私は、自分なりに智美を支えてあげようと思う。
車寄せで、
後部ドアを開けてくれた運転手さんにお礼を言って車を降りると、
智美が表に迎えに出て来てくれた。
「この車のこと父親に話したら、
普通このクラスの車を所有する人は、ベンツを買って後部座席専門になるんだって。
BMWは自分で運転するのが前提だから、
智美のお父さんは相当に好きな人だったんだろうって」
お父さんの話が出て、智美は顔を輝かせる。
「こっち来て!見て!」
私の腕に抱き付いて、有無を言わさずガレージの方に引っ張って行く。
お父さんにもこんな調子だったんだろうと、思わず苦笑する。
親しくする友人が意外に少ないのも、なんとなく分かる。
智美は、入れ違いでガレージから出てきた運転手さんに、一声かけて中に入る。
さっき乗って来たBMWが収まってる。
智美が指差す。
「この車はいずれ手放しちゃうの。
主にお仕事のお客様が来たとき用だし、家族全員で乗ることはもう無いから」
「淋しいね」
「でも、アレは私が乗るの」
智美が指差す先、
広いガレージの薄暗い奥に、鈍く光るブルーの車が佇んでいる。
「わぁ…。なんか凄い…」
お尻にボリュームのある、グラマーな車。
鮫かシャチのような第一印象。
猛烈な力を秘めてそうで、ガブリとやられそう。
後ろに回り込むと、トランクにMの意匠のバッジが付いてる。
「M…。オープンカーかな?」
「うん。BMW Z3 M Roadster。私と同い年なの」
「あれっ?確かFender Rhodesはお父さんと同い年…」
「そう!この子は、私のきょうだいなの!」
「はえー…。
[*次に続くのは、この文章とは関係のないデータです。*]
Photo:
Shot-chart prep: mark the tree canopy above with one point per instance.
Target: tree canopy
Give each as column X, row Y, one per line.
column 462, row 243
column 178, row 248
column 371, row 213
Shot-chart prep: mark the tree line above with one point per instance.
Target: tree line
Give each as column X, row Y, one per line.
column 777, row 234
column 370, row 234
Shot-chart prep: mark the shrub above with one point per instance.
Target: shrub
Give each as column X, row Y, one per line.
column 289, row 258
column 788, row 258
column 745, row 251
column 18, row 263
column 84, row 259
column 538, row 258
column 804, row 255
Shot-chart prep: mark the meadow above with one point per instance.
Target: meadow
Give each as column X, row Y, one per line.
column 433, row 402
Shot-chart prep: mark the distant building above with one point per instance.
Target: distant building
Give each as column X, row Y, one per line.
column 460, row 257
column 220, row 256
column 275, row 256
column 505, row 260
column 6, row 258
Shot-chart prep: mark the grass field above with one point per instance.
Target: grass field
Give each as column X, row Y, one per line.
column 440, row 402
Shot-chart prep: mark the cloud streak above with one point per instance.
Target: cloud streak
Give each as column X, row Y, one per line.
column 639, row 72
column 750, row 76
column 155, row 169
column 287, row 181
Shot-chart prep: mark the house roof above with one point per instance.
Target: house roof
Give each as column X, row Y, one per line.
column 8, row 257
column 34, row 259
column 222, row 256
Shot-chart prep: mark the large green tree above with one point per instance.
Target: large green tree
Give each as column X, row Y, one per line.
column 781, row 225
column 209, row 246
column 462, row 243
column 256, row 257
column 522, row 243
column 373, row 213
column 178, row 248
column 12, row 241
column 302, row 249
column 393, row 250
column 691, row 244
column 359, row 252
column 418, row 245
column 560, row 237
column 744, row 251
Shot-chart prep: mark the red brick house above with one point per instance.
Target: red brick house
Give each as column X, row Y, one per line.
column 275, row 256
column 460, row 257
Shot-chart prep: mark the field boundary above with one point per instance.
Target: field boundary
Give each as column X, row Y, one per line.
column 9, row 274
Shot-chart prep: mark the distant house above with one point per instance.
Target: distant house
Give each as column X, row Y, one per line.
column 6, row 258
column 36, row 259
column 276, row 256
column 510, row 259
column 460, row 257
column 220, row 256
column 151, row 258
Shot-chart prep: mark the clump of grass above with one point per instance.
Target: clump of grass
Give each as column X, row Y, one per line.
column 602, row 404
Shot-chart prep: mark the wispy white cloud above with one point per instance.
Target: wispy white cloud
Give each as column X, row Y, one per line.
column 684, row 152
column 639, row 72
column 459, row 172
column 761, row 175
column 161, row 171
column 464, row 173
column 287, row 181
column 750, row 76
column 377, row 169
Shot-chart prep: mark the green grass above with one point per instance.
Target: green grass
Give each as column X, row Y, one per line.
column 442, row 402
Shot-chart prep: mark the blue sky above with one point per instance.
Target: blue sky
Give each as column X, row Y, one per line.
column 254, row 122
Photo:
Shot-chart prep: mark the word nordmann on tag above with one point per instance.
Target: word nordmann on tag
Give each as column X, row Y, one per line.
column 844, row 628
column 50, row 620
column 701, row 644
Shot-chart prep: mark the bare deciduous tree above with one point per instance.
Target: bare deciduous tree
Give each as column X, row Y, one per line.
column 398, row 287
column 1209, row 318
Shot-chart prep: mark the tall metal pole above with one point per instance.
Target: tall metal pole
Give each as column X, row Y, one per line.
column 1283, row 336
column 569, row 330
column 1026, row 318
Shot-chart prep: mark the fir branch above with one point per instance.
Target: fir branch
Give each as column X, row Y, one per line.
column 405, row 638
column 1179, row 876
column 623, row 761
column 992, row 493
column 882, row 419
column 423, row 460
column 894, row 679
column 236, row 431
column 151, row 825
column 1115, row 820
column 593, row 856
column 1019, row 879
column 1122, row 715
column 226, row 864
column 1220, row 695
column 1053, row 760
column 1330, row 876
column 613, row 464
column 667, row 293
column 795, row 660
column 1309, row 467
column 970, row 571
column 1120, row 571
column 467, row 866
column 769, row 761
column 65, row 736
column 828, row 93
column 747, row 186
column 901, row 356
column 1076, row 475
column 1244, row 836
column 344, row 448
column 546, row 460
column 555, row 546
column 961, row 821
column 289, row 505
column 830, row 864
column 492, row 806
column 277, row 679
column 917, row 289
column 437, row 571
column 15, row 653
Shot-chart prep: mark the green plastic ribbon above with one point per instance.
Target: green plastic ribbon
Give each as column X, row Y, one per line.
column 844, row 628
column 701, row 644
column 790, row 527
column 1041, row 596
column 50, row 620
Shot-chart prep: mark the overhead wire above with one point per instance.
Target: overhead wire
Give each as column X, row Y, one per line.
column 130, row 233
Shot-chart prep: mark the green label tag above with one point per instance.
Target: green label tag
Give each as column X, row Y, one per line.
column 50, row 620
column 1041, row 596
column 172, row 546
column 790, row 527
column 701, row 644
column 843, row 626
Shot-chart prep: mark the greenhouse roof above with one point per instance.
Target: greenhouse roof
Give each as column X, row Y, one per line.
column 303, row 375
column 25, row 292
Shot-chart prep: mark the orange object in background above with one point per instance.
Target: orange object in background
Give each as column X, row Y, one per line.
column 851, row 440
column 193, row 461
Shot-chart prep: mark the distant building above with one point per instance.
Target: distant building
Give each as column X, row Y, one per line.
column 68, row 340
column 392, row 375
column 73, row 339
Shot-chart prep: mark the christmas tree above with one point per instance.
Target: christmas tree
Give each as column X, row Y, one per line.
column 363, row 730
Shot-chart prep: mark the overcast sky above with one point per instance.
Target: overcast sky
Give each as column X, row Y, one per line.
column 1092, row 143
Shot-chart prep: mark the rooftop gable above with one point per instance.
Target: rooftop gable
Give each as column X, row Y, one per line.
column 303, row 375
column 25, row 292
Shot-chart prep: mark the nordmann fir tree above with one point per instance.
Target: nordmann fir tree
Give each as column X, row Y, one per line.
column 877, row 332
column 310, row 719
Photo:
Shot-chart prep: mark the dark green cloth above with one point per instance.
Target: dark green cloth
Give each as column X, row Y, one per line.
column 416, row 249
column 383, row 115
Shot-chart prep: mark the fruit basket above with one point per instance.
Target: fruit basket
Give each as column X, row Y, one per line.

洒落た事するお父さんだよ…。金かけてまぁ…。
なんか速そう。普通の車と違う雰囲気ある」
「お父さん、たまにサーキット走行会に行ってた」
「これを?智美が?運転するの?」
「うん。お父さん気に入って大切にしてたし、
小さい頃から乗せて貰って、想い出たくさんあるから。
夜にオープンにして高速道路を走ると、飛んでるみたいだよ」
「ふーん…」
サイドウインドウ越しに車内を覗き込む。
左ハンドル。黒い、革のシート。
「これマニュアル車じゃない?変速レバーがウチのと違う」
「そう言えばお父さん変速してたな…。私、運転出来るかなぁ?」
「最初は安い中古の、コスってもいい車買って乗ればいいんじゃない?
場所はあるし、自信が付いたら売ればいいんだし」
「そうだね。同じ車がいいな」
「座席が二つしかないから、買い物向きじゃないね。
お米とか牛乳とか重いものどうすんの?」
「トランク付いてるし、全部届けて貰ってるよ?」
「あっ…、そう。お客さん来た時に困るんじゃね?」
「その時はハイヤーを呼べばいいよ」
「そ、そうね」
智美は、Z3 M Roadsterの艶やかなボンネットに、静かに指先を降ろす。
獰猛な猟犬を御するように。
「きっと、この車にしかない面白さがあるんだと思う」
「Fender Rhodesみたいに?」
智美は顔を輝かす。
「そしたら京ちゃん、隣に乗ってくれる?」
「いいよ。オープンカーかぁ、カッコいいなぁ」
智美は私の腕を胸に抱く。
智美と付き合い初めて、私の人生は今までと変わっていく。